In this study, we argue that institutional factors determine the extent to which hospitals are symbolic or substantive adopters of information technology (IT) specific organizational practices. We then propose that symbolic and substantive adoption will moderate the effect that IT security investments have on reducing the incidence of data security breaches over time. Using data from three different sources, we create a matched panel of over 5,000 U.S. hospitals and 938 breaches over the 2005-2013 time frame. Using a growth mixture model approach to model the heterogeneity in likelihood of breach, we use a two class solution in which hospitals that (1) belong to smaller health systems, (2) are older, (3) smaller in size, (4) for-profit, (5) non-academic, (6) faith-based, and (7) less entrepreneurial with IT are classified as symbolic adopters. We find that symbolic adoption diminishes the effectiveness of IT security investments, resulting in an increased likelihood of breach.
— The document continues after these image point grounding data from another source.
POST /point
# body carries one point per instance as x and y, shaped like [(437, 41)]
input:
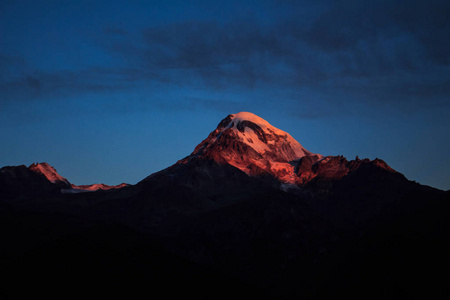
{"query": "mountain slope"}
[(252, 145), (251, 202)]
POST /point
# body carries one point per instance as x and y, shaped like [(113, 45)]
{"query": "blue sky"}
[(112, 91)]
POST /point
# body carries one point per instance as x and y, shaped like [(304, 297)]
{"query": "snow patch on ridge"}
[(49, 172)]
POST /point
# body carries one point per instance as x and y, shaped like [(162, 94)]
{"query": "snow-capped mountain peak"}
[(251, 144)]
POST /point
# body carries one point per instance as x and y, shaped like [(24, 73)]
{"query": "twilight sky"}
[(112, 91)]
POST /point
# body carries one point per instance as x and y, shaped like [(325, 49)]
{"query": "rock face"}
[(252, 145), (94, 187), (41, 179), (257, 148), (50, 173), (249, 201), (36, 180)]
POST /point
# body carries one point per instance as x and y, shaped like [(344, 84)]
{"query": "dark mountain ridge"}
[(253, 207)]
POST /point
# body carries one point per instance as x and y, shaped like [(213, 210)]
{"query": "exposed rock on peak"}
[(50, 173), (252, 145)]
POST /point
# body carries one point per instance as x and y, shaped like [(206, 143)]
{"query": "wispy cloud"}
[(371, 52)]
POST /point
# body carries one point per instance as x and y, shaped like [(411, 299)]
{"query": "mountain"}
[(252, 145), (41, 179), (249, 207)]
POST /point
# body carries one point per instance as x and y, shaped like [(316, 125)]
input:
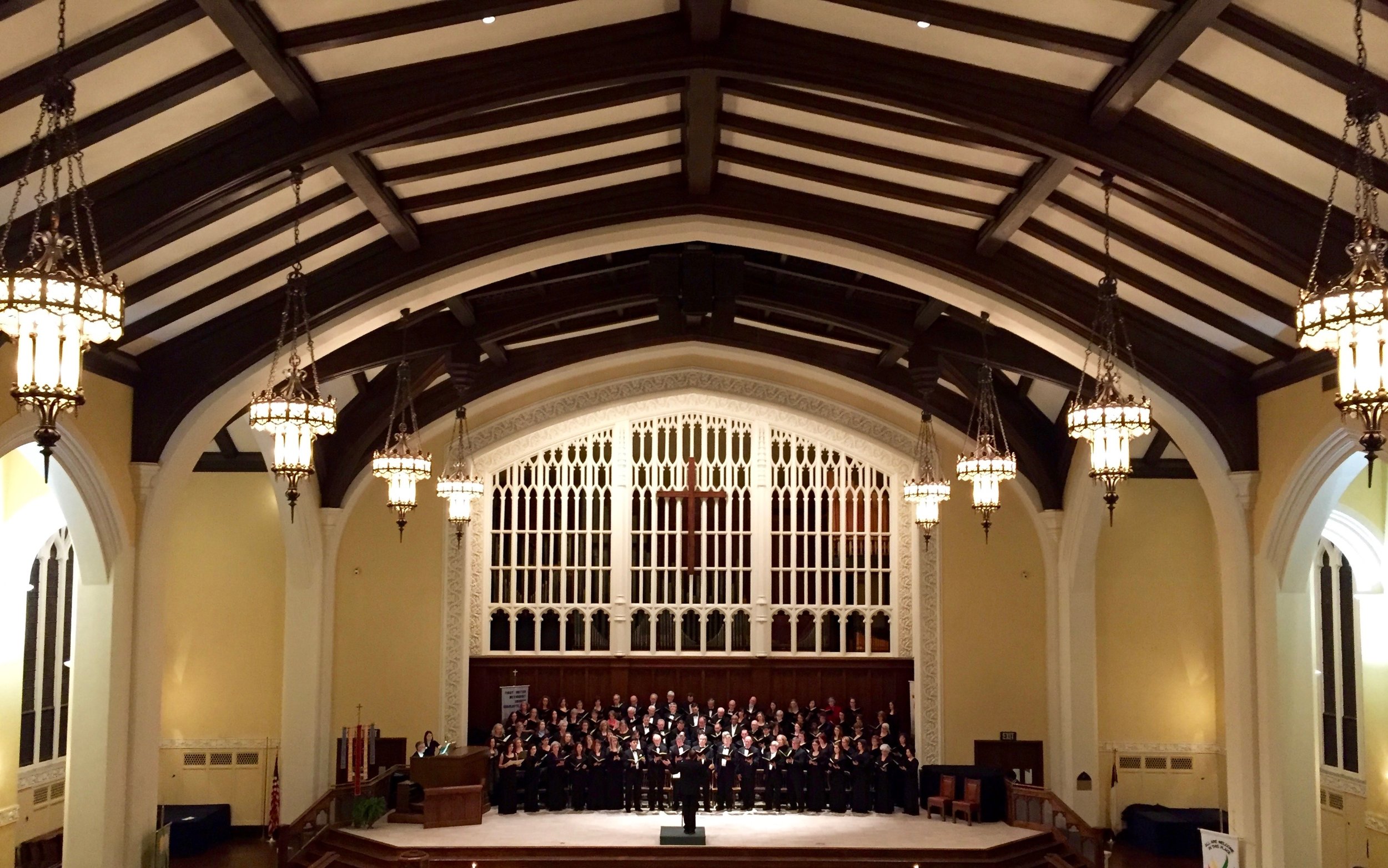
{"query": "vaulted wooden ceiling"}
[(432, 137)]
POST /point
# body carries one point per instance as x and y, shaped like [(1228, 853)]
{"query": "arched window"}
[(806, 632), (742, 632), (857, 638), (881, 633), (690, 632), (640, 630), (500, 632), (48, 648), (574, 632), (715, 629), (829, 629), (525, 630), (781, 632), (550, 630), (600, 629), (665, 630)]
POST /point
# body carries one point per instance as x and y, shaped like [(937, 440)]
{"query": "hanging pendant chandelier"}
[(928, 490), (456, 483), (1109, 421), (293, 412), (1350, 316), (401, 462), (56, 301), (990, 463)]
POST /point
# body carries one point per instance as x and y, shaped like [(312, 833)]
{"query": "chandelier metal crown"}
[(1109, 421), (57, 299), (401, 462), (928, 490), (295, 411), (992, 462), (1350, 316), (456, 483)]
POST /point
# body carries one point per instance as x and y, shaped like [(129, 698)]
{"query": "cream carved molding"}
[(43, 773), (526, 432), (1162, 748), (1340, 781), (218, 744)]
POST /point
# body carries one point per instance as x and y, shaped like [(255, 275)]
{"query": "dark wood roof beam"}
[(1161, 46), (537, 181), (254, 38), (861, 184), (1036, 188), (854, 149), (1178, 260), (872, 115), (382, 204), (534, 149), (1209, 315), (99, 49), (239, 243), (995, 26)]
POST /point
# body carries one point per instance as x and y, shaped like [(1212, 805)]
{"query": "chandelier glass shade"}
[(56, 300), (928, 490), (1108, 419), (401, 462), (456, 483), (293, 412), (1350, 316), (992, 462)]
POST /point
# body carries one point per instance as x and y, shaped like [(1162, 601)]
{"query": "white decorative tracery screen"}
[(551, 549), (831, 552), (701, 605)]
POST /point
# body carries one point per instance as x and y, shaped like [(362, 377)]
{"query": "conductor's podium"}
[(456, 792)]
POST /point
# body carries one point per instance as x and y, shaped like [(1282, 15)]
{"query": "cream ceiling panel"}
[(937, 41), (478, 37), (531, 196)]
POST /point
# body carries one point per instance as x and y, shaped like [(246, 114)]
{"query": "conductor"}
[(687, 775)]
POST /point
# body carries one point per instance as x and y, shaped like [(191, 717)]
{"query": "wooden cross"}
[(692, 496)]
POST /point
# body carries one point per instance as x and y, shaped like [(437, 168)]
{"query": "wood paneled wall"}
[(873, 681)]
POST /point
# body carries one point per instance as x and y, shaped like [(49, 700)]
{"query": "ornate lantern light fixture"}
[(1350, 316), (1108, 419), (456, 483), (293, 412), (401, 462), (992, 462), (56, 301), (928, 490)]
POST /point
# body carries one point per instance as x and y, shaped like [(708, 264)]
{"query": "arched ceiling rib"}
[(973, 146)]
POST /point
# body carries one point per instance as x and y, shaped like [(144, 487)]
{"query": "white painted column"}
[(309, 620), (761, 527), (621, 608)]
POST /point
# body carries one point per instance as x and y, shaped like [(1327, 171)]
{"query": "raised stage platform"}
[(806, 841)]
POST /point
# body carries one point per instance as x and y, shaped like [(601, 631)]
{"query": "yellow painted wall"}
[(386, 640), (993, 615), (224, 610), (1158, 610)]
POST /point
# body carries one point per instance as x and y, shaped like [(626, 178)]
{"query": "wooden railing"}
[(1033, 808), (332, 809)]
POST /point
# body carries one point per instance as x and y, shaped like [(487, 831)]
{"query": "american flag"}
[(273, 824)]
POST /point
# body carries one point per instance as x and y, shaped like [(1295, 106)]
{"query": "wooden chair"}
[(972, 802), (943, 800)]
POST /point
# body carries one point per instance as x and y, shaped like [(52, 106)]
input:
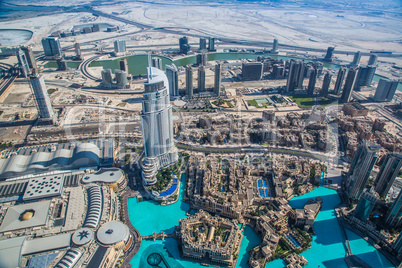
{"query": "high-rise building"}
[(372, 59), (349, 84), (107, 79), (217, 84), (356, 59), (201, 79), (366, 204), (184, 46), (51, 46), (77, 50), (326, 84), (30, 56), (202, 59), (119, 46), (124, 65), (330, 53), (295, 76), (312, 81), (360, 169), (388, 172), (275, 47), (397, 246), (364, 76), (23, 63), (157, 63), (252, 71), (173, 79), (121, 78), (386, 90), (211, 44), (394, 215), (339, 80), (203, 43), (41, 97), (189, 81), (157, 126)]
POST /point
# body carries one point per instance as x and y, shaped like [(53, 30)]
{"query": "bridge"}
[(159, 236)]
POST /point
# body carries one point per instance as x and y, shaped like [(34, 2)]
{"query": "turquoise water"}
[(148, 217)]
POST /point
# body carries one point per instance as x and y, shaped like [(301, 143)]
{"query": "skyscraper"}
[(325, 84), (349, 84), (386, 90), (30, 56), (394, 215), (356, 59), (296, 76), (372, 59), (41, 97), (184, 46), (23, 63), (388, 172), (201, 79), (339, 80), (312, 81), (360, 168), (107, 79), (275, 47), (189, 81), (51, 46), (217, 84), (157, 63), (157, 126), (366, 204), (173, 79), (203, 43), (364, 76), (119, 46), (211, 44), (252, 71), (330, 53)]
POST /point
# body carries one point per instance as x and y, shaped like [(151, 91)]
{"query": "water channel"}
[(327, 248)]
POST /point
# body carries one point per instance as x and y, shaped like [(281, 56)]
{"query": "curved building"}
[(157, 126)]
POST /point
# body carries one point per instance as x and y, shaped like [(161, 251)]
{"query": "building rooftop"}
[(17, 218)]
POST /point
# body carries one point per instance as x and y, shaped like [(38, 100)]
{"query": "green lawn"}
[(304, 101)]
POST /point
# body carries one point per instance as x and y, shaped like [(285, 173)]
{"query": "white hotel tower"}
[(157, 126)]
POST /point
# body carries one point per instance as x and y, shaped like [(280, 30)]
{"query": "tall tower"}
[(330, 53), (201, 79), (394, 216), (51, 46), (203, 43), (157, 126), (325, 84), (360, 168), (189, 81), (372, 59), (296, 76), (312, 81), (349, 84), (217, 84), (41, 97), (173, 78), (339, 80), (275, 47), (366, 204), (388, 172), (386, 90), (356, 59), (30, 56), (23, 63)]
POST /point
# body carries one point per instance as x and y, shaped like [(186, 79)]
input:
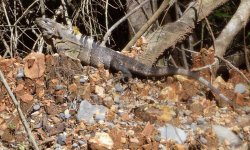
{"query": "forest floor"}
[(72, 107)]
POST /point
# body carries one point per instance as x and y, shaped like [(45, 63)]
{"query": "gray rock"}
[(201, 120), (67, 114), (118, 88), (224, 133), (36, 107), (170, 132), (240, 88), (61, 139), (87, 111), (20, 73)]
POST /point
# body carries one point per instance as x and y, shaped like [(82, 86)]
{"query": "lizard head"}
[(47, 27)]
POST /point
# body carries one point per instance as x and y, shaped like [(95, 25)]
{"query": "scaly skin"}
[(83, 48)]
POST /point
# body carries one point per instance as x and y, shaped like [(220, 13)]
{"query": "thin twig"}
[(246, 51), (42, 8), (153, 18), (233, 67), (106, 36), (17, 105), (25, 12)]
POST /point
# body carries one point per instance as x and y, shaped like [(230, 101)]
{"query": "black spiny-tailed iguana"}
[(77, 46)]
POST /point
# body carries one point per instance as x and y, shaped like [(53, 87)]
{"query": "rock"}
[(61, 139), (100, 91), (87, 111), (224, 134), (67, 114), (240, 88), (36, 107), (101, 140), (170, 132), (201, 120), (118, 88), (20, 72)]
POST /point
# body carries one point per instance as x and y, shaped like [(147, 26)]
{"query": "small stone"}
[(67, 114), (61, 115), (87, 111), (130, 132), (108, 101), (83, 79), (134, 140), (200, 120), (123, 140), (246, 128), (203, 140), (224, 134), (81, 142), (118, 88), (101, 140), (74, 145), (59, 87), (61, 139), (170, 132), (240, 88), (20, 73), (36, 107), (100, 91)]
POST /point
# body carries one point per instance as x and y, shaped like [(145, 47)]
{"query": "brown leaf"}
[(26, 97), (34, 65)]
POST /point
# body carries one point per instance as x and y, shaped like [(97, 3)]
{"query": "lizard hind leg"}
[(118, 66)]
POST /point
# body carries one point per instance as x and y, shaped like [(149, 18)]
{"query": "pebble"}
[(20, 73), (240, 88), (118, 88), (87, 111), (224, 134), (170, 132), (61, 139), (201, 120), (67, 114), (36, 107), (101, 140)]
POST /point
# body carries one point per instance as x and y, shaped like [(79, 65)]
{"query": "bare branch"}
[(164, 4), (106, 36), (17, 104)]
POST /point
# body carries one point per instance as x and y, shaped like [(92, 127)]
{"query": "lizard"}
[(77, 46)]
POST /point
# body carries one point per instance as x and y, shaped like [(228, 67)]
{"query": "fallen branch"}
[(17, 105), (108, 33)]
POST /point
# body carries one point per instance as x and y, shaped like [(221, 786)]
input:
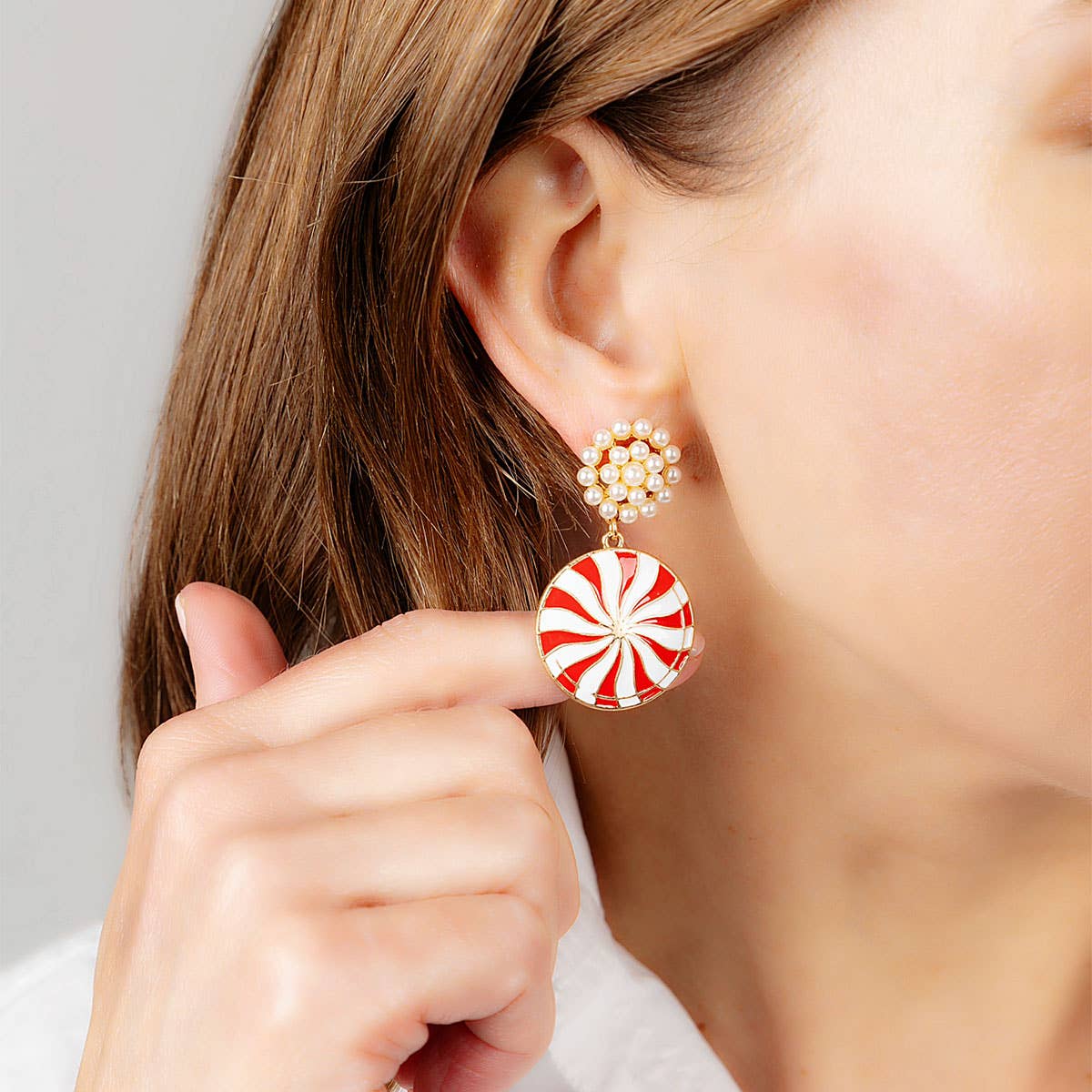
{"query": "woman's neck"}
[(844, 893)]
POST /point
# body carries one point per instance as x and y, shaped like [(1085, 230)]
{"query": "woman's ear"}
[(556, 267)]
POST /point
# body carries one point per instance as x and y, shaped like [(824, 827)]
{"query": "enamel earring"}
[(615, 626)]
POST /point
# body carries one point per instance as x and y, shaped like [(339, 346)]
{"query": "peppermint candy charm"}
[(615, 627)]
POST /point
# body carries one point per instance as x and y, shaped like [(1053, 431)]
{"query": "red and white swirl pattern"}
[(615, 628)]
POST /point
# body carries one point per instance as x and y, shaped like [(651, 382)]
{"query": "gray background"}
[(114, 118)]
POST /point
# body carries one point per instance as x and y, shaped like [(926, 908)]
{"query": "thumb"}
[(233, 649)]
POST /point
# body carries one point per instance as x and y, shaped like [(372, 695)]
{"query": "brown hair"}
[(334, 443)]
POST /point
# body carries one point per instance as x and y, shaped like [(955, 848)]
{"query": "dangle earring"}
[(615, 626)]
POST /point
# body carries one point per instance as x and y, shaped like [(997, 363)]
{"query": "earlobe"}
[(541, 268)]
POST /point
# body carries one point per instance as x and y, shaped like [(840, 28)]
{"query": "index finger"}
[(426, 659)]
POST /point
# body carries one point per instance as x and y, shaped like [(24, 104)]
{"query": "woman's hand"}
[(327, 860)]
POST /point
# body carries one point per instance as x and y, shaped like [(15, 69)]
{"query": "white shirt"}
[(618, 1027)]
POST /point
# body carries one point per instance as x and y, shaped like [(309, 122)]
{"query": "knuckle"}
[(243, 874), (571, 894), (505, 731), (528, 943), (410, 625), (293, 959), (533, 828), (157, 756), (180, 811)]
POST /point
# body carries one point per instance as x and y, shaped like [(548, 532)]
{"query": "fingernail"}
[(181, 615)]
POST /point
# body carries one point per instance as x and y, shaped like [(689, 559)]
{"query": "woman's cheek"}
[(906, 452)]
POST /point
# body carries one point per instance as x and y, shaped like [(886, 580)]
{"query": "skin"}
[(855, 842), (857, 845), (282, 922)]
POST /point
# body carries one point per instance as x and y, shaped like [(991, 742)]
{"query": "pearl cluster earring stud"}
[(628, 470)]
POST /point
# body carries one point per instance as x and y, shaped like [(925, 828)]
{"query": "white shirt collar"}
[(618, 1026)]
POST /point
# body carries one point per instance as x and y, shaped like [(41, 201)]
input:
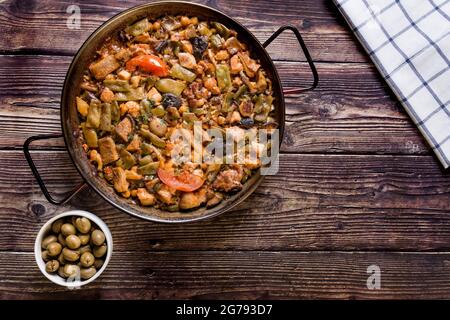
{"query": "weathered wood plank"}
[(316, 202), (350, 112), (240, 275), (41, 25)]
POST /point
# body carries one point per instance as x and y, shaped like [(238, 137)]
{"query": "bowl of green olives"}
[(73, 248)]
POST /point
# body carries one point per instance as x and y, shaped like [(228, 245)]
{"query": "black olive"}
[(199, 45), (247, 122), (171, 100)]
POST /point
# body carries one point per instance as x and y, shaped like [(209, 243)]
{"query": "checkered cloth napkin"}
[(409, 42)]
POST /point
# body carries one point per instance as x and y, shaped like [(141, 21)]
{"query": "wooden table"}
[(358, 186)]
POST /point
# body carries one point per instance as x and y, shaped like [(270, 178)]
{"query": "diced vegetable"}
[(199, 45), (158, 126), (131, 95), (149, 168), (82, 107), (127, 159), (223, 77), (250, 65), (170, 23), (181, 73), (171, 100), (124, 128), (138, 28), (108, 150), (187, 60), (103, 67), (115, 113), (93, 117), (158, 111), (233, 45), (221, 29), (261, 83), (120, 180), (149, 63), (154, 139), (226, 103), (90, 136), (145, 198), (170, 86), (105, 118), (117, 85), (216, 41)]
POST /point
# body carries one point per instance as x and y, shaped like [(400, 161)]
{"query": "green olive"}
[(71, 255), (62, 239), (73, 242), (87, 259), (98, 263), (84, 238), (86, 248), (54, 249), (67, 229), (56, 226), (47, 240), (52, 266), (98, 237), (61, 272), (45, 256), (83, 224), (87, 273), (71, 270), (61, 259), (99, 251)]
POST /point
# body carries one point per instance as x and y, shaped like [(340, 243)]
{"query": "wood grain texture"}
[(40, 25), (240, 275), (350, 112), (315, 202)]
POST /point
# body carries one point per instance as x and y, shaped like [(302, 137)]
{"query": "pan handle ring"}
[(26, 150), (306, 53)]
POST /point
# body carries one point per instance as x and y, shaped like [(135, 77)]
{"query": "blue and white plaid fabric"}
[(409, 42)]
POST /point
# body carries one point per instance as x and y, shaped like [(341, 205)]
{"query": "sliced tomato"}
[(149, 63), (184, 182)]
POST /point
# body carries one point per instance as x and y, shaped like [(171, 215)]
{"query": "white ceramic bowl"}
[(46, 228)]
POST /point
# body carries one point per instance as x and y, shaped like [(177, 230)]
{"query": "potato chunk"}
[(108, 150), (103, 67)]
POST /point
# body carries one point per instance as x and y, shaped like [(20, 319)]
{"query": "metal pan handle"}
[(26, 150), (306, 53)]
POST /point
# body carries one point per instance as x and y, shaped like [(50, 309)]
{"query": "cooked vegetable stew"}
[(158, 76)]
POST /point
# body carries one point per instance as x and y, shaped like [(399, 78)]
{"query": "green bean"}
[(105, 119), (181, 73), (117, 85), (226, 104), (115, 112), (221, 29), (189, 117), (127, 159), (216, 41), (90, 136), (223, 77), (93, 118), (149, 168), (132, 95), (170, 86), (138, 28), (154, 139), (158, 111)]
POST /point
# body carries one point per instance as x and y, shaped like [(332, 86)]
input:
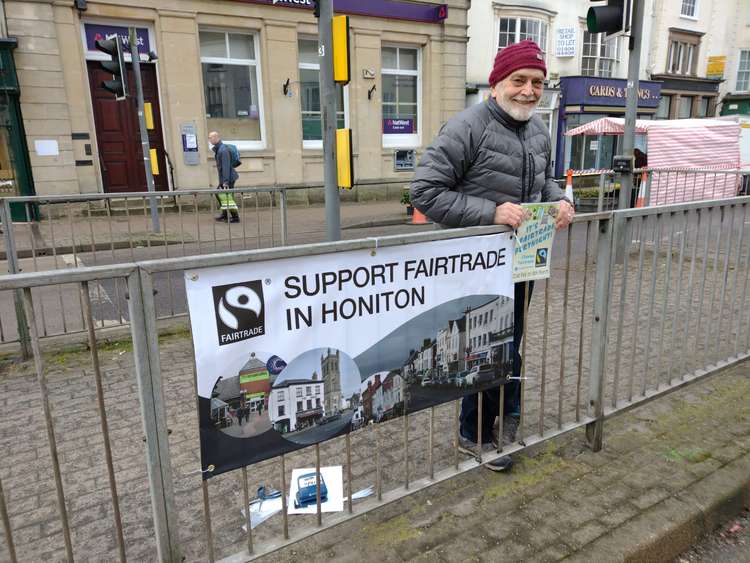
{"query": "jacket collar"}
[(503, 117)]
Contrary to our theorizing, the use of more IT security is not directly responsible for reducing breaches, but instead, institutional factors create the conditions under which IT security investments can be more effective. Implications of these findings are significant for policy and practice, the most important of which may be the discovery that firms need to consider how adoption is influenced by institutional factors and how this should be balanced with technological solutions. In particular, our results support the notion that deeper integration of security into IT-related processes and routines leads to fewer breaches, with the caveat that it takes time for these benefits to be realized.

Managing Security in Organizations: Adoption of Information Security Solutions

We develop an integrative model grounded in two theoretical perspectives -- the diffusion of innovation theory and the technology-organization-environment framework -- to examine the diffusion of information security solutions (ISS) in organizations. We specify four innovation characteristics that are specific to ISS (compatibility, complexity, costs, and relative advantage), two organizational factors (organizational readiness and top management support), and two environmental factors (external pressure and visibility) as drivers of ISS diffusion. The model will be tested using data collected through survey questionnaires. We hope to share the results at the workshop in June.